Installation Profiles
Many parts of Drupal can be exported/imported (eg, content types,
views) or are modular (eg, modules, themes, filters) to allow for easy
sharing and migration. One of the Drupal's most powerful tools is the
installation profile: an automatic recipe to build a new Drupal site.
Installation profiles set modules, themes and other configuration
options when Drupal is first installed so you can distribute a pre-
packaged Drupal recipe, optimized for specific purposes. If Sakai had
installation profiles like Drupal, I could imagine distributions for
different organizational types (K-12, community college, liberal arts
college, research university, etc), different usage focuses
(collaboration, portfolios, teaching and learning), or different
languages, giving new adopters better starting places than a generic
Sakai installation. As Sakai generalizes itself, we should also have a
way to demonstrate and distribute best practices for specific uses.
Other Stuff
There are many other (smaller) lessons Sakai might take from Drupal.
Some that come to mind include:
* The core form API that lets modules safely offer forms with
minimal work and modify others (including core forms) dynamically as
needed.
* The core multisite functionality that allows Drupal to run
multiple sites from the same codebase, yet override and/or augment any
part of any site as needed.
* The core comment functionality that lets any piece of content
include threaded comments.
* The core support for automatic feeds.
* The core menu functionality that allows navigation to be
managed as its own kind of content.
* Core support for OpenID authentication.

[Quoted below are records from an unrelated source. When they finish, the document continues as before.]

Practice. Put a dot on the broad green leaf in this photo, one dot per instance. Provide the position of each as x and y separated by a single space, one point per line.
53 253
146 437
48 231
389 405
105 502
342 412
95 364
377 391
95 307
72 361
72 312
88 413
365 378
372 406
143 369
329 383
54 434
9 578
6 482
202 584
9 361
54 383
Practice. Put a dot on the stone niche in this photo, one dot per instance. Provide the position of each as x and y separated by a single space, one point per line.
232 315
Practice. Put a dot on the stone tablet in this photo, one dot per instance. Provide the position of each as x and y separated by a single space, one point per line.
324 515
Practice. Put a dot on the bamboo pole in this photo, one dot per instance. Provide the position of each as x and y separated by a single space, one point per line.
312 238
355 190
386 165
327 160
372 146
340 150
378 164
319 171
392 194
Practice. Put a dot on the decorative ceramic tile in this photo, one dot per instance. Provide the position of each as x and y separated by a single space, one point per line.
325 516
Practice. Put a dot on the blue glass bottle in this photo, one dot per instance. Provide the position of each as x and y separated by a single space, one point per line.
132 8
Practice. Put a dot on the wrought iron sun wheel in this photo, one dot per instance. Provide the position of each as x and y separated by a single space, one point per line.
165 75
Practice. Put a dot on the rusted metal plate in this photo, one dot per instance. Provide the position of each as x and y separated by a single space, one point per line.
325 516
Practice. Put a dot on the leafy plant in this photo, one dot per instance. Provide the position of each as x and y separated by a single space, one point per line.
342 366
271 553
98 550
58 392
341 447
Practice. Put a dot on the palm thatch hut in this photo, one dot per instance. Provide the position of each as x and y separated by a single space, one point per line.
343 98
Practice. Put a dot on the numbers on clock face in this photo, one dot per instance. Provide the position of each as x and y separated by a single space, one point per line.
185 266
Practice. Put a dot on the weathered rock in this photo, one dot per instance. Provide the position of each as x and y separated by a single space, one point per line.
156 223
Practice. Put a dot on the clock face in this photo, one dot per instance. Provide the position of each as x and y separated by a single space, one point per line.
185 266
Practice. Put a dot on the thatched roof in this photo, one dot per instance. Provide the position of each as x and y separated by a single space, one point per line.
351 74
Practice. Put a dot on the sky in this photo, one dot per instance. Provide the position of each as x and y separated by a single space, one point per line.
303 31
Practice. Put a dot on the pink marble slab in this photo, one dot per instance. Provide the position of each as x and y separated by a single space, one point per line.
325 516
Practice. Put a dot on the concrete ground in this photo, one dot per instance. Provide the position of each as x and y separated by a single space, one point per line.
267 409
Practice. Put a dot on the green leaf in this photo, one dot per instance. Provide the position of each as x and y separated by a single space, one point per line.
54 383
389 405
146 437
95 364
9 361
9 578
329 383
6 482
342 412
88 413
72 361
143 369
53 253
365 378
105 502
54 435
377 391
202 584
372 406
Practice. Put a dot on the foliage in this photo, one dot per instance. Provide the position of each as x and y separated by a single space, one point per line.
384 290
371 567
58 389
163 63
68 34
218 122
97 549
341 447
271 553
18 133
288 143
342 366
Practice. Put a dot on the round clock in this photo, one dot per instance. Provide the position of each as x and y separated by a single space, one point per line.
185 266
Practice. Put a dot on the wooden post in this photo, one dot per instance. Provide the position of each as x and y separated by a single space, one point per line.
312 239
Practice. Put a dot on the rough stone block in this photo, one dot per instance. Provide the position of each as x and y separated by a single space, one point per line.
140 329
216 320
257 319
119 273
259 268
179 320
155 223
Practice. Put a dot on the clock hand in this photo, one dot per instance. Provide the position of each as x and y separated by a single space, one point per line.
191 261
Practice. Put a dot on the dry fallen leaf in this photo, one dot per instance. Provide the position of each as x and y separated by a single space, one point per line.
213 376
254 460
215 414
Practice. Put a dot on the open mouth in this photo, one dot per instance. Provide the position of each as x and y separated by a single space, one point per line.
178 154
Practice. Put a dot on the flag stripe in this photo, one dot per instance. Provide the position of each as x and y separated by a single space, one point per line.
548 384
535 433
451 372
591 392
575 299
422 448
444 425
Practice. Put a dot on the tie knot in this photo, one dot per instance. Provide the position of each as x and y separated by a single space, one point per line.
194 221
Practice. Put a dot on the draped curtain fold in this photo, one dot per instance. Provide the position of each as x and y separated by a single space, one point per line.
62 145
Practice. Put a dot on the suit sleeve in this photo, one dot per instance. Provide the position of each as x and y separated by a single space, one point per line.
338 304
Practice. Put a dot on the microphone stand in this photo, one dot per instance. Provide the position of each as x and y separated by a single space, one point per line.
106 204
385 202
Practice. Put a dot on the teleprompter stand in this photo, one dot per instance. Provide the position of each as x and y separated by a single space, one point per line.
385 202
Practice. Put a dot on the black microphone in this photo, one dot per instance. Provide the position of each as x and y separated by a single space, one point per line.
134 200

* Sophisticated core caching mechanisms.
Finally, a Shout Out to Portfolios
Oddly enough, the part of Sakai that most reminds me of Drupal's
generality is our portfolio toolset. It's not surprising that
portfolios—maybe the least well-defined practices in teaching and
learning—have led to the most generalized tools in Sakai. And yet, the
most obvious complaint about Sakai portfolio tools is that they don't
do anything at all. The fact is: Sakai portfolios can do almost
anything. What's missing in portfolios is the easy tools to build them
and the portable models to demonstrate their power. Sakai would do
well to look inside to its portfolio tools—for inspiration to
generalize, but also for caveats about what must be in place to make
generalized tools usable and practical.